Değmeyecek biri için gurur yere serilir mi?” diye fısıldıyor herkes.
Ama ne bilsinler, içimde yanan ateşi,
Bir kere düştüm bu yangına,
Bir kere attın beni alevlerin ortasına,
Artık geri dönüşü yok, yandım da kül oldum.
Kağıdımı ıslatma be gözyaşlarım,
Yazamıyorum, her damla harflerimi silip süpürüyor,
“Umudumdun, dileğimdin…” diye başlarken,
Bir de bakıyorum her şey kaybolmuş, silinmiş.
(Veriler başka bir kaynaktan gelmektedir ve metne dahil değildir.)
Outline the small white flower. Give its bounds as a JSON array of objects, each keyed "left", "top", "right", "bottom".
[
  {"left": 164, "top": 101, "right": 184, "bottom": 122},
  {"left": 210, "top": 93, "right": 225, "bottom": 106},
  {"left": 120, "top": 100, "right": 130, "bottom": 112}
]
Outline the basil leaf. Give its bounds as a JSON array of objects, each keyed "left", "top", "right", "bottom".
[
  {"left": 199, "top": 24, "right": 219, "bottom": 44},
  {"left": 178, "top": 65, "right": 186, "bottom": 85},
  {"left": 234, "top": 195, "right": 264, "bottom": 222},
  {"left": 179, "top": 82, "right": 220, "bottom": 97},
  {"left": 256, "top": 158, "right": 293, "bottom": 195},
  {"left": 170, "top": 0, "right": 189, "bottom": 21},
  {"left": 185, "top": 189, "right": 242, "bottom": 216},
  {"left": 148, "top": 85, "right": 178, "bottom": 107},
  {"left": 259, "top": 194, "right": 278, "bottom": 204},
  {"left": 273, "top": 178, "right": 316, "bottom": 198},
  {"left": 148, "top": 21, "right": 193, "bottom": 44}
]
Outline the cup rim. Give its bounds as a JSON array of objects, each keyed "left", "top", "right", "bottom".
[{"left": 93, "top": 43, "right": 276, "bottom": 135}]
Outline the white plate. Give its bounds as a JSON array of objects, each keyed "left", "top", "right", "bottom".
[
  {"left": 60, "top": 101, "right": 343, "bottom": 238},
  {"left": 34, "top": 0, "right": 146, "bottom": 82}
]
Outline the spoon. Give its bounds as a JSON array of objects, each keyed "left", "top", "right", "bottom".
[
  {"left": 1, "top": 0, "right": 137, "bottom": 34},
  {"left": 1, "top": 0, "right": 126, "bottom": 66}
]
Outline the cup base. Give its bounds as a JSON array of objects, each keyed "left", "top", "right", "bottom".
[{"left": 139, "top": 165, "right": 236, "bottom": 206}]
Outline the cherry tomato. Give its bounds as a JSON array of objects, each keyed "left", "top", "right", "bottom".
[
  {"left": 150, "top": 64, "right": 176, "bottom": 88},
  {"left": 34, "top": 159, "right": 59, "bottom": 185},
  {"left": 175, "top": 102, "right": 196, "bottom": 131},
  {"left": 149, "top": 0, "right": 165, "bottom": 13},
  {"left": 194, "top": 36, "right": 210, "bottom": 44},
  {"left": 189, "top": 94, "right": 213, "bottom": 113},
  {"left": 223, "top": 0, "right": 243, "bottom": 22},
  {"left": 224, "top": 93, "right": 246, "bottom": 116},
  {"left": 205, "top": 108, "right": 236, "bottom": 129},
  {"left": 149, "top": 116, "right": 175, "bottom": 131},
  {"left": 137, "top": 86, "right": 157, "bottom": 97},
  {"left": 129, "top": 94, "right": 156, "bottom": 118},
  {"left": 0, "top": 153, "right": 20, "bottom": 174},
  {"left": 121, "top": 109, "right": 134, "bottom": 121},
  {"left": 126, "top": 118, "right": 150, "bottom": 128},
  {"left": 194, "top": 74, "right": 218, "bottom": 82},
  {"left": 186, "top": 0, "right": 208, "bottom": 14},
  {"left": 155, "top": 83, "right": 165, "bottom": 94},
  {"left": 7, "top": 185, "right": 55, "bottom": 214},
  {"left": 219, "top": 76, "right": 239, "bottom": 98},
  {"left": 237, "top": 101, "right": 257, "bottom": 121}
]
Umudu kaybetmek nedir, bilir misin?
Dilekten vazgeçmek nedir, anlar mısın?
Sanki hiç olmamış gibi, hiç var olmamışsın gibi.
Titreme be ellerim, yazamıyorum,
Zaten yazım kötü, sende daha da beter oluyorum.
Ama durmak yok, susmak imkansız,
Her titrek satırda seni biraz daha yaşatıyorum.
Sonsuz geceler kadar uzun bu yalnızlık,
Her kelime bir adım daha uzağa itiyor beni,
Bir adım uzak, ama milyonlarca yol ötede hissediyorum seni.
Vazgeçmek mi dileklerden, umuttan?
Yok, imkansız. Bu hayatın anlamı, kaybolmuşken yolunu bulmak belki de.
Kırık dökük hecelerimle çiziyorum seni,
Her nokta, her virgül kalbimde bir yara gibi,
Ama yine de duramıyorum.
Çünkü her satır, seni biraz daha gerçek kılıyor.
Bir adım daha atar mıyım, bilmiyorum,
Ama her seferinde yeniden yazıyorum seni,
Her seferinde yeniden yaratıyorum.
Yazmaya devam ediyorum,
Dünya var olmamış gibi,
Zaman durmuş, rüzgar esmemiş gibi,
Hiçbir şey yokken, sadece sen varmışsın gibi.